Apesar da demora, Barroso tentou afastar suspeitas sobre a possibilidade de fraude nos resultados. Segundo ele, não é possível que haja fraude porque os resultados em cada urna são impressos em um boletim, ao final da votação, afixados na seção eleitoral e distribuídos aos partidos.
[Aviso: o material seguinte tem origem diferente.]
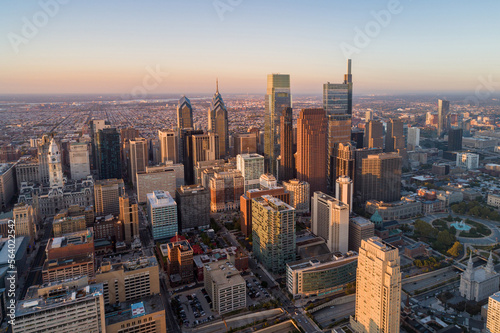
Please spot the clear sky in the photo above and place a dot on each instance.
(110, 46)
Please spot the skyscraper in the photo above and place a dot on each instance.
(184, 114)
(311, 147)
(381, 177)
(374, 134)
(138, 158)
(108, 147)
(169, 146)
(218, 123)
(278, 98)
(330, 220)
(443, 116)
(378, 288)
(455, 136)
(287, 162)
(273, 232)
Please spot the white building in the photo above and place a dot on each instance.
(468, 161)
(225, 286)
(162, 214)
(251, 167)
(79, 163)
(479, 283)
(413, 138)
(330, 220)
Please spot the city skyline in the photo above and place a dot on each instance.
(240, 43)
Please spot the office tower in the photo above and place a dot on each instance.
(193, 206)
(79, 163)
(225, 286)
(61, 308)
(25, 220)
(381, 177)
(128, 279)
(330, 221)
(218, 123)
(413, 138)
(311, 147)
(245, 143)
(357, 136)
(300, 197)
(287, 161)
(378, 288)
(169, 146)
(107, 193)
(179, 260)
(129, 216)
(162, 214)
(455, 136)
(162, 177)
(225, 190)
(273, 233)
(108, 147)
(251, 167)
(246, 204)
(278, 98)
(359, 228)
(345, 191)
(443, 116)
(199, 147)
(55, 168)
(138, 158)
(394, 138)
(493, 317)
(184, 114)
(374, 134)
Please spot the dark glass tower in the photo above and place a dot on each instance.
(108, 148)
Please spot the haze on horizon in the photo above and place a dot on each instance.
(112, 47)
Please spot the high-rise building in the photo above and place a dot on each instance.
(218, 123)
(345, 191)
(245, 143)
(79, 163)
(193, 205)
(413, 138)
(378, 288)
(162, 214)
(394, 138)
(225, 286)
(138, 158)
(455, 136)
(381, 177)
(273, 232)
(184, 114)
(108, 153)
(169, 145)
(311, 159)
(359, 228)
(55, 167)
(443, 116)
(129, 216)
(300, 197)
(107, 193)
(278, 98)
(79, 308)
(493, 317)
(330, 221)
(374, 134)
(287, 161)
(251, 167)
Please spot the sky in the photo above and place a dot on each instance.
(182, 46)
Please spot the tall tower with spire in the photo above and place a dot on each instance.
(55, 168)
(218, 122)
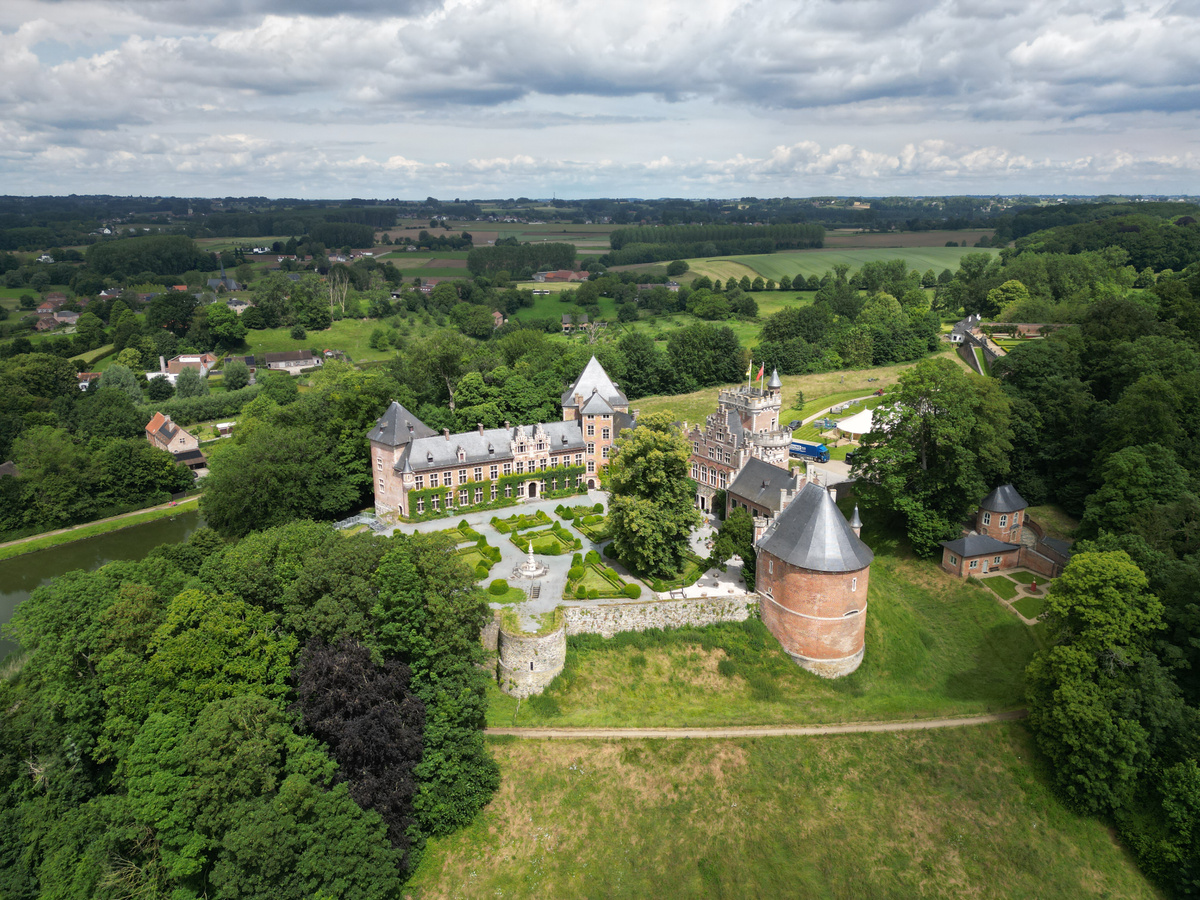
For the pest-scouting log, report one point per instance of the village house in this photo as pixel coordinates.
(292, 360)
(419, 472)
Mourão elogia sistema eletrônico brasileiro

O vice-presidente Hamilton Mourão avaliou ontem que, mesmo com atraso na totalização dos votos pelo Tribunal Superior Eleitoral (TSE), o sistema brasileiro é "muito bom, sem dúvida nenhuma". Ele ponderou, contudo, que a dinâmica eleitoral do Brasil não pode ser comparada à norte-americana. "Tem uma série de itens (no processo de votação americano) que uma mera urna eletrônica não daria certo. São processos diferentes, mas o nosso processo é muito bom, sem dúvida nenhuma", comentou.

Mourão afirmou que os "grandes vencedores" das eleições municipais, até o momento, foram os partidos de centro, caracterizados por candidatos "mais tradicionais e mais conhecidos". Apesar disso, ele avaliou que o resultado das eleições não indica um possível enfraquecimento do movimento conservador ou do capital político do presidente Bolsonaro.
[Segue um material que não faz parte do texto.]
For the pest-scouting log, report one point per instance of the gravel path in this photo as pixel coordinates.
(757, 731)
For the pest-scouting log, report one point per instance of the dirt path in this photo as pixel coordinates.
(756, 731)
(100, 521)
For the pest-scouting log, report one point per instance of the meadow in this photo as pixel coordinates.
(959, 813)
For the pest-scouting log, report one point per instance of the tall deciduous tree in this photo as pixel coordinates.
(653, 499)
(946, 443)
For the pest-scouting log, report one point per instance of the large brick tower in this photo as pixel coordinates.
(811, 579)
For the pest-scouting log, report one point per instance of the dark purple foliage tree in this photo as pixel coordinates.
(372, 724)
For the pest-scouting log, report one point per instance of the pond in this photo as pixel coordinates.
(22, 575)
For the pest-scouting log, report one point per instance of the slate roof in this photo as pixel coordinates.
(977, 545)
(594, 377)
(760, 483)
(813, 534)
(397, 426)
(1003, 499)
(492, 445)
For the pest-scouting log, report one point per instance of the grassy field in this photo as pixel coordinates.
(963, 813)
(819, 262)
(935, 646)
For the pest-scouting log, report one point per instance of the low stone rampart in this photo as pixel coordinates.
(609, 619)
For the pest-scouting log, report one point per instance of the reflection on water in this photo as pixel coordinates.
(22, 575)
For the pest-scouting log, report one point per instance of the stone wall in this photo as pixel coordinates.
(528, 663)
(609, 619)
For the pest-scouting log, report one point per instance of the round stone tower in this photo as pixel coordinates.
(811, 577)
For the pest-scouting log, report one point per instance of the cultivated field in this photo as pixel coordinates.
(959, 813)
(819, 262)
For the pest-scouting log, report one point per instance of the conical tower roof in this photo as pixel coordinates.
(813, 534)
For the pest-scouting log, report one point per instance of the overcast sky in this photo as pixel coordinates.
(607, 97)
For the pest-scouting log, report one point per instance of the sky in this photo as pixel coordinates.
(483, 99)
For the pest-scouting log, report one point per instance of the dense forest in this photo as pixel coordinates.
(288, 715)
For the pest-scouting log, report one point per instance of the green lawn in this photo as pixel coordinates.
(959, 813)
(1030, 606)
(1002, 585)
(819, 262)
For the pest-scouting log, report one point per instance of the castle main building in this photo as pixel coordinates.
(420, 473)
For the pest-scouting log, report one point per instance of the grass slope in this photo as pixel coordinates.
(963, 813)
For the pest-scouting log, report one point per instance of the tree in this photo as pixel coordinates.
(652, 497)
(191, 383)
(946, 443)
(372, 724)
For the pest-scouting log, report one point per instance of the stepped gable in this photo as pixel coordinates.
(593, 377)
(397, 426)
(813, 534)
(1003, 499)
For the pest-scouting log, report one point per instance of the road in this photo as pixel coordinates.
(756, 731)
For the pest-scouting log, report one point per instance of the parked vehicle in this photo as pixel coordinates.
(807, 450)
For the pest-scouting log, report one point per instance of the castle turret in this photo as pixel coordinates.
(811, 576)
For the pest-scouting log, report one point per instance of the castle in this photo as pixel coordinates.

O vice-presidente também minimizou o mau desempenho nas urnas da maioria dos candidatos apoiados por Bolsonaro e que não se elegeram. "Não pode se debitar nada em relação ao presidente Bolsonaro porque ele não entrou de cabeça nessa eleição. Ele apoiou alguns candidatos, muito poucos. O presidente está sem partido e, sem uma estrutura partidária, fica difícil você participar de uma eleição", afirmou.
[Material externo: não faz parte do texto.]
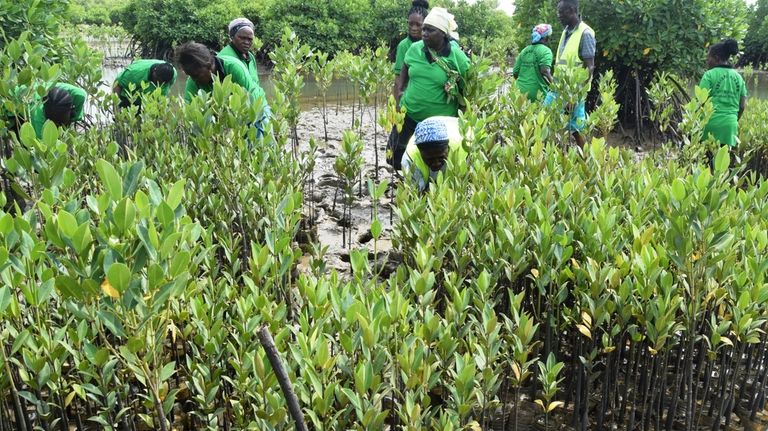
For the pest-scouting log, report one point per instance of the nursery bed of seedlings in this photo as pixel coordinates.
(540, 286)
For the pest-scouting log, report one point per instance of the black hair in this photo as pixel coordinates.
(573, 4)
(161, 73)
(58, 106)
(419, 7)
(193, 56)
(724, 49)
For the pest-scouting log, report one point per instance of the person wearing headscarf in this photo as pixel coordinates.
(433, 141)
(241, 35)
(202, 67)
(143, 77)
(727, 91)
(432, 79)
(533, 64)
(577, 47)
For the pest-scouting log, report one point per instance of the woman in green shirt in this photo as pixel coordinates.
(241, 35)
(533, 66)
(62, 105)
(202, 67)
(143, 77)
(432, 77)
(727, 91)
(417, 13)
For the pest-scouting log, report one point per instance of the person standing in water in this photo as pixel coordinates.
(433, 77)
(532, 66)
(727, 91)
(202, 67)
(578, 47)
(417, 13)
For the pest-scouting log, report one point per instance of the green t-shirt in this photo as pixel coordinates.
(78, 101)
(227, 66)
(726, 88)
(527, 68)
(402, 48)
(425, 92)
(249, 62)
(136, 74)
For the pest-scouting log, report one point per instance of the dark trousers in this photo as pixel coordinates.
(399, 141)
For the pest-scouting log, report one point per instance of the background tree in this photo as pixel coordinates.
(756, 40)
(638, 39)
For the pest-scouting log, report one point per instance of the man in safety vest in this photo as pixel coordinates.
(577, 46)
(429, 147)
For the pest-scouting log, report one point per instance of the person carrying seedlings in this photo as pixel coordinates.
(143, 77)
(429, 147)
(241, 35)
(727, 91)
(417, 13)
(63, 105)
(432, 77)
(202, 67)
(578, 47)
(532, 66)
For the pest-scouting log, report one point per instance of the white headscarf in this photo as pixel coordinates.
(442, 20)
(238, 23)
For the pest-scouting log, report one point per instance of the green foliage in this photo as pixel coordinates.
(95, 12)
(161, 24)
(755, 51)
(40, 18)
(329, 26)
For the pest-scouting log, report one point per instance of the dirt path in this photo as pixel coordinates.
(329, 215)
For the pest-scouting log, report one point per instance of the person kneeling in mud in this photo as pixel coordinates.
(428, 149)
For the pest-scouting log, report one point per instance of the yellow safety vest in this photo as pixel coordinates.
(454, 145)
(571, 50)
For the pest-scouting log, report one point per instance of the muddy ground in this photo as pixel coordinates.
(326, 200)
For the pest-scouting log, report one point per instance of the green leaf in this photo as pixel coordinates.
(167, 371)
(678, 189)
(722, 159)
(376, 228)
(110, 178)
(111, 321)
(5, 299)
(179, 263)
(67, 223)
(124, 215)
(131, 180)
(119, 276)
(27, 135)
(176, 194)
59 candidatos recebem apoio; só 9 são eleitos

Dos 59 candidatos apoiados no "horário eleitoral gratuito" de Jair Bolsonaro, somente sete vereadores e dois prefeitos foram eleitos nas eleições deste domingo. Além disso, só dois candidatos a prefeito foram para 2º turno.

Bolsonaro fez campanha em suas redes sociais para 45 candidatos a vereador, dos quais, apenas sete se elegeram. Entre os derrotados, estão quatro que tiveram um empenho extra do presidente, como a sua ex-assessora Wal do Açaí (Republicanos), em Angra dos Reis; Deilson Bolsonaro, em Boa Vista; Clau de Luca (PRTB) e Sonaira Fernandes (Republicanos), em São Paulo. O quarteto foi mencionado diversas vezes nas transmissões ao vivo.

Ao pedir votos, o presidente chegou a dizer que era "apaixonado" por Sonaira e Clau. A primeira trabalhou no gabinete de Eduardo Bolsonaro, a segunda se aproximou do presidente nas eleições e é ativa nas redes sociais. Bolsonaro chegou a dizer que ficaria mal para ele se elas não se elegessem.

"Olha pessoal, tem que eleger essas vereadoras aqui, se não vai pegar mal pra mim pra caramba. Não eleger prefeito é normal, porque a barra é pesada e lá não temos como ajudá-lo", disse Bolsonaro, em live. O apelo foi insuficiente. Sonaira teve 17.868 votos, e Clau de Luca 5.788.

Bolsonaro também mostrou apoio para sua ex-assessora Walderice Santos da Conceição, a Wal do Açaí. Ela concorreu ao cargo de vereadora em Angra dos Reis com o nome de Wal Bolsonaro, mas só obteve 266 eleitores. Na campanha, Bolsonaro negou que Wal tenha sido sua "funcionária fantasma". Ela se demitiu após reportagem da Folha de S. Paulo, em 2018, apontar que ela trabalhava vendendo açaí, enquanto era nomeada no gabinete do então deputado federal.

Entre 13 candidatos a prefeito que tiveram votos pedidos por Bolsonaro, passaram ao 2º turno apenas Marcelo Crivella (Republicanos), no Rio, e Capitão Wagner (PROS), em Fortaleza. O ex-senador Mão Santa (DEM) foi reeleito prefeito em Parnaíba, no Piauí, e Gustavo Nunes (PSL) conquistou a prefeitura em Ipatinga, em Minas Gerais.